Nicole, I refer you to the comments I gave to Victoria at Fault lies with your stepdad; they apply to you every bit as they applied to her. Just substitute "your father" for Victoria's "stepdad". In fact, if you take the time to read through the stories on this site, you'll find MANY of them are much like yours. Sad and tragic as it is, you most definitely are not alone.

I wish you and your little sister all the best, Nicole. And I thank you for sharing your story with my visitors and me.
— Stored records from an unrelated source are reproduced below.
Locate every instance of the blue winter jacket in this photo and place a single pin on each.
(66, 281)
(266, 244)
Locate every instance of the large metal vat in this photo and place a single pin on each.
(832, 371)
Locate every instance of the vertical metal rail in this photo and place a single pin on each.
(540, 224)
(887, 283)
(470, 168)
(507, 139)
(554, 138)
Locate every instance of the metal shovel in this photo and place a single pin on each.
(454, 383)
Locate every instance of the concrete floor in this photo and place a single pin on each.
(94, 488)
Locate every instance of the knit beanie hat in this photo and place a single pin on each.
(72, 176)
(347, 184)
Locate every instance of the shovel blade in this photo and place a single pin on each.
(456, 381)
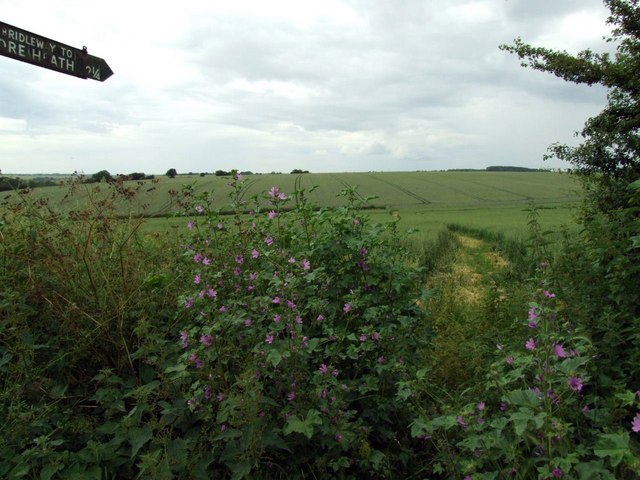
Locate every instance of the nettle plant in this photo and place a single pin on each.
(540, 418)
(303, 324)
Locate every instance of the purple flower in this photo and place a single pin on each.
(559, 350)
(461, 421)
(635, 423)
(530, 344)
(575, 383)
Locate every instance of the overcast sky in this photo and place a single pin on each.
(273, 85)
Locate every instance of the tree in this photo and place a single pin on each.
(608, 158)
(599, 269)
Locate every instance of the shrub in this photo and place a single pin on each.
(304, 326)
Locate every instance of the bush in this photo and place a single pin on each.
(304, 328)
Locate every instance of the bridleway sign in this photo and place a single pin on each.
(44, 52)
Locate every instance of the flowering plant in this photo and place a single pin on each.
(539, 418)
(302, 324)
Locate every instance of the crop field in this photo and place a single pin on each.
(425, 201)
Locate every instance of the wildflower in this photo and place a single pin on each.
(461, 421)
(575, 383)
(635, 423)
(530, 344)
(184, 339)
(559, 350)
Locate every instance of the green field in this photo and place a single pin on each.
(422, 200)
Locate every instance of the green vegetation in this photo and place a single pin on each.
(276, 331)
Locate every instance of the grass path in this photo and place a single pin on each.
(476, 307)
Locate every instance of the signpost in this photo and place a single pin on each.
(44, 52)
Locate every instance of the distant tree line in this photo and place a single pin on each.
(17, 183)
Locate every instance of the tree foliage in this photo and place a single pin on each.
(609, 153)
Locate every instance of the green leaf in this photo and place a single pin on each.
(524, 398)
(275, 357)
(305, 427)
(138, 437)
(613, 445)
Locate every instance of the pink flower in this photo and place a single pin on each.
(530, 344)
(559, 350)
(575, 383)
(635, 423)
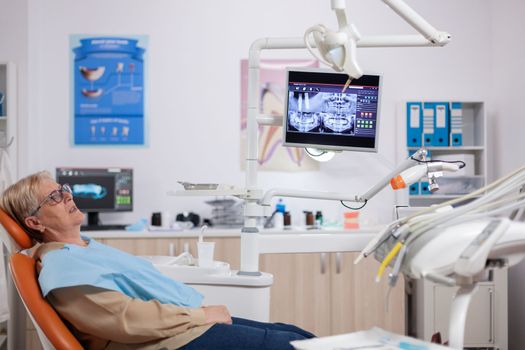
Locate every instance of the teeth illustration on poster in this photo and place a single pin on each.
(108, 83)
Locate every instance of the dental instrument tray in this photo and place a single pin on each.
(208, 189)
(188, 186)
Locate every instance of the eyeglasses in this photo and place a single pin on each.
(56, 196)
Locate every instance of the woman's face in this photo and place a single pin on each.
(61, 217)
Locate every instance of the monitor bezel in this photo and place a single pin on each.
(330, 147)
(104, 210)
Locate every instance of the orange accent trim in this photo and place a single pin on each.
(15, 231)
(397, 182)
(24, 276)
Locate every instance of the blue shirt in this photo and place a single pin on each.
(101, 266)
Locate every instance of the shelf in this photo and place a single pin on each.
(450, 149)
(437, 196)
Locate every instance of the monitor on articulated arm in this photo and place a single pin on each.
(322, 111)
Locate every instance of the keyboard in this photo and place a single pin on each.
(103, 228)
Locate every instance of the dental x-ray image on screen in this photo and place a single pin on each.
(322, 112)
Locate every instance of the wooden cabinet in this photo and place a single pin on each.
(301, 290)
(327, 294)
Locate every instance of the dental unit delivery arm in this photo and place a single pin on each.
(341, 56)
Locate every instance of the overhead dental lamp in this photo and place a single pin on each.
(337, 48)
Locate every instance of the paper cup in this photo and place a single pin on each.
(205, 253)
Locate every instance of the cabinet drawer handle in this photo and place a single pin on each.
(491, 315)
(323, 263)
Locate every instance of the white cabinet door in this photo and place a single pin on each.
(480, 329)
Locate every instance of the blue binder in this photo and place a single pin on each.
(441, 124)
(414, 124)
(428, 124)
(456, 124)
(413, 189)
(424, 188)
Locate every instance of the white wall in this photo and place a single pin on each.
(193, 89)
(509, 124)
(14, 48)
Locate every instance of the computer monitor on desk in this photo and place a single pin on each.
(99, 190)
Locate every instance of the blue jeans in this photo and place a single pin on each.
(248, 335)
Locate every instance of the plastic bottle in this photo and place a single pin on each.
(287, 220)
(319, 218)
(309, 218)
(280, 206)
(278, 220)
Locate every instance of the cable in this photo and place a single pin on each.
(315, 155)
(461, 166)
(361, 207)
(387, 260)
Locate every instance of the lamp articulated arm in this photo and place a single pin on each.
(420, 155)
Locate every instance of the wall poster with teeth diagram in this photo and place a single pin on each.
(108, 90)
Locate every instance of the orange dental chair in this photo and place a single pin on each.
(52, 331)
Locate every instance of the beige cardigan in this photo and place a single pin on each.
(106, 319)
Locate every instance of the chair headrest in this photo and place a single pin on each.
(14, 230)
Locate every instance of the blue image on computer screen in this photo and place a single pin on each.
(98, 190)
(323, 111)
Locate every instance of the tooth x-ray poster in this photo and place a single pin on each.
(108, 90)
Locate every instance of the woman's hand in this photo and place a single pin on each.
(217, 314)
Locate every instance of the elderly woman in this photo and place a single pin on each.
(113, 300)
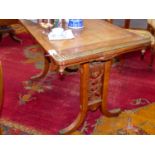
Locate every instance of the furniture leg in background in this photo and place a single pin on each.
(10, 31)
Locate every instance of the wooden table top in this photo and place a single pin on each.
(98, 39)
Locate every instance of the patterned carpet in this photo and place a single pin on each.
(44, 108)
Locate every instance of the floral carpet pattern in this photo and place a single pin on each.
(48, 105)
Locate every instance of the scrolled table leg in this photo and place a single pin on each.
(104, 105)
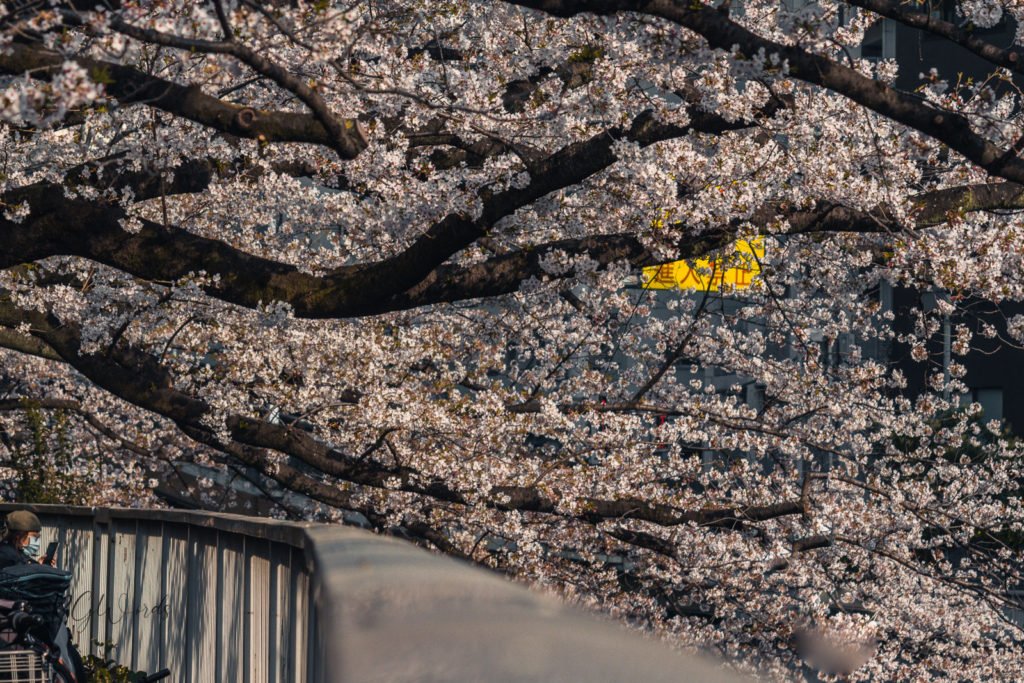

A Video Reading by Darlene Barriere
Darlene Barriere
Webmaster: www.child-abuse-effects.com
Violence & Abuse Prevention Educator
Author: On My Own Terms, A Memoir

Jun 27, 2009
in all situations of abuse It is never MY Fault
by: maurice

Nicole please continue your loving and healing of your beautiful self and looking out for your equally beautiful sister. Self esteem isn't something you may think about a lot, but it is vitally important to both your physical and mental well being.Your Father was a very sicko person. You certainly did not deserve to have to satisfy his sexual needs or re-charging as you honestly tell us in your story. Your story is real to you but be certain YOU are not ALONE in it. When our tenderness as a child is abused we need to take time healing and making a sense of it. Nicole as Darlene rightly tells you please read her comments to Victoria. Telling yourself as you read it the Fault lies with my Father as it did her step-father. All abuse is painful but a father doing to his child is far greater than that of a step-father as he is abusing his own flesh and blood. Nicole please choose a day in the week where you give yourself real space time for you. Not to criticise yourself. then build it up to a week each day gaining confidence within yourself replacing the negative messages with positive ones. Do it for you and your sister.

Jul 06, 2009
Keep Your Faith!
by: Linda

Nicole.....I lived a similar life of sexual abuse as you have. What happened to you wasn't your fault. It was your father's. In the Bible it says a father isn't suppose to see his daughter's nakedness or he shall be put to death. Read the chapters in Leviticus on morality. Your father keeps raping little children, God is going to take him out of this world in a bad way. Men like him are sick in the head and the devil leads him. I hope you can find healing from this awful abuse and have a happy life. Staying true to my faith in God has helped me deal with my molestation and I am better for it. My incestuast abuser died a horrible death of cancer and God forgive me I hope he burns in hell.......Praying for you and your healing.